After Helen's frequent quarrels with Joe, Albert hit the nail on the head on the last date, exposing a major problem Helen had been blinding him all along, that Joe would not take her to America, and he didn't want the child at all, Even taking Helen to America would abandon Helen.
The plot continues to develop in a white-hot direction when Helen and Joe are quarreling next door to Albert. Every time Helen and Joe have to fight with Joe about the child, and Helen is exhausted. This time Albert walked out of his room and watched. In front of all this, he mustered the courage to tell Helen to leave Joe, and promised to take care of Helen and raise the children. At this point Joe's machismo erupted for no reason. In any case, a man has the right to use his overly complacent and unshamed patriarchal vanity.
So in the chaos, Albert's head hit the wall of the stairs and hastily ended his life.
The end of the story is full of black and bitter irony, the kind of deeply sad portrayal that pervaded the entire 19th century.
Joe had run away long before the baby was born, and it was absurd that Albert was only discovered to be a woman when he knew he was dead. The Morrison proprietress received a considerable windfall from Albert's death, while Helen gave birth to a child and worked unpaid at the Morrison Hotel. Because if you leave here, Mrs. Baker will report Helen to the church, so that Helen's children will be sent to the orphanage, and Helen will be scorned by the world on the streets.

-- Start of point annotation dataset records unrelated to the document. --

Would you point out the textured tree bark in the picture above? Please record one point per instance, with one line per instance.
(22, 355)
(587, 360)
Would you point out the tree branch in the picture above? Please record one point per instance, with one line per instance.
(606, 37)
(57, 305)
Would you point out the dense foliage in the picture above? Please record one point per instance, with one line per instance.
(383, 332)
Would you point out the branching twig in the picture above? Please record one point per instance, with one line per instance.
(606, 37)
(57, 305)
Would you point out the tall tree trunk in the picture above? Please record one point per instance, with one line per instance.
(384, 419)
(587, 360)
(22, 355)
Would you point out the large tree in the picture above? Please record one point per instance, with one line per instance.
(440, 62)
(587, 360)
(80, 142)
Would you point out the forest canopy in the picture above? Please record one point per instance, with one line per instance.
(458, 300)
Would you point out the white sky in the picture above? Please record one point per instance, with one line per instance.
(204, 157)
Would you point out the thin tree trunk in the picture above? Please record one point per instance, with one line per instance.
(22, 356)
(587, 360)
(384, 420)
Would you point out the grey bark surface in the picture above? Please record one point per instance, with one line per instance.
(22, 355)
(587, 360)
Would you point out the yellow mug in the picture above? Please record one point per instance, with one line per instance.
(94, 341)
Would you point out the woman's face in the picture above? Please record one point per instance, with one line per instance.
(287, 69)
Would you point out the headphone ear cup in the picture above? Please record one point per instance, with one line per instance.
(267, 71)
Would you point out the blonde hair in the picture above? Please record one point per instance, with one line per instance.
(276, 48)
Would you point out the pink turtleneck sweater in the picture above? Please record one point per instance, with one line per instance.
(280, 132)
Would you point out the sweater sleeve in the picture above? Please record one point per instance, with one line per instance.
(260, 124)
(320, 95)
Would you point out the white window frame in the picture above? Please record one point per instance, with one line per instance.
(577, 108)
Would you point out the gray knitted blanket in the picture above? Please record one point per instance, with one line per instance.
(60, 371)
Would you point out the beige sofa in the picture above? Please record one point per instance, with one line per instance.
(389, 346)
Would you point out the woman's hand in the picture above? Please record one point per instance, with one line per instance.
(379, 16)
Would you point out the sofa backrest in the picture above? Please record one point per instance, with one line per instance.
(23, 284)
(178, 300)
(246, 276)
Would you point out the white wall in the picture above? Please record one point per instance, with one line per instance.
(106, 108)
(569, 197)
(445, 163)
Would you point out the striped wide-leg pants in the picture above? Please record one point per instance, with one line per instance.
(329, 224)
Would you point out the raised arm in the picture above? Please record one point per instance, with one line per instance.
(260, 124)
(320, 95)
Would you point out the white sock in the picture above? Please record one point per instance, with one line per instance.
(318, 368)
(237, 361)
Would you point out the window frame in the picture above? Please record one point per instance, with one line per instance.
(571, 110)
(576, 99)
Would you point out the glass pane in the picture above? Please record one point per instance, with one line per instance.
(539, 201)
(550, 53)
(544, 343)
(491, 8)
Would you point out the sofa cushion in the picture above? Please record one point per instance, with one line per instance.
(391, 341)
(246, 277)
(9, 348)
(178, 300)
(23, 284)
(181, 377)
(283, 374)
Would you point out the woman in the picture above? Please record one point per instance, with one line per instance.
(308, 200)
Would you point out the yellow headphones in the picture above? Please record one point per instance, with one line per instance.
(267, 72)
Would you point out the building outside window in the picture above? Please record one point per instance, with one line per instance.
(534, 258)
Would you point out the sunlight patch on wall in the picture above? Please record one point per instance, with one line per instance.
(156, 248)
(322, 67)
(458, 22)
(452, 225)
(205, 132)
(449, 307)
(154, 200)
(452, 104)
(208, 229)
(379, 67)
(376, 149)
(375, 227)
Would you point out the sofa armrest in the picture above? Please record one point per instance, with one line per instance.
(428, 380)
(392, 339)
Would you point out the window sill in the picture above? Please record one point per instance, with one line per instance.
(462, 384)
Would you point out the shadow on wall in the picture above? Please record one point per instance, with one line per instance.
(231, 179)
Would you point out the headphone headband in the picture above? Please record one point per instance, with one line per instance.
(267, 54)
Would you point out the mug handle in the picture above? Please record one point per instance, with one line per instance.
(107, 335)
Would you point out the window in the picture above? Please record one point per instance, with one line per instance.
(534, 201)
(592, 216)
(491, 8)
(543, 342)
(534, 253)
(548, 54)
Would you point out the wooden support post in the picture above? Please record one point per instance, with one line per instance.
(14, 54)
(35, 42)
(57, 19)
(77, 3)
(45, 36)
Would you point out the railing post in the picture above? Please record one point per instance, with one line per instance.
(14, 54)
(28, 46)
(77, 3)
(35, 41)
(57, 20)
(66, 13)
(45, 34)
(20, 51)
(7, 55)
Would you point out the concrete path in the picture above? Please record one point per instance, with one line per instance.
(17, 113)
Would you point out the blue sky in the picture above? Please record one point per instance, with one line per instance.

And overlooking the panorama, this is still the indifferent but full of rumors of Dublin.
And above women and men, we are first and foremost as human beings. And I always thought the really great people were androgynous. Because it needs to gather all the advantages. The mind is quick and sensitive, and the heart is strong. The body moves in a huge harsh environment. Gender is nothing more than a symbol, ambiguous. And who brought us so many tragedies of social existence?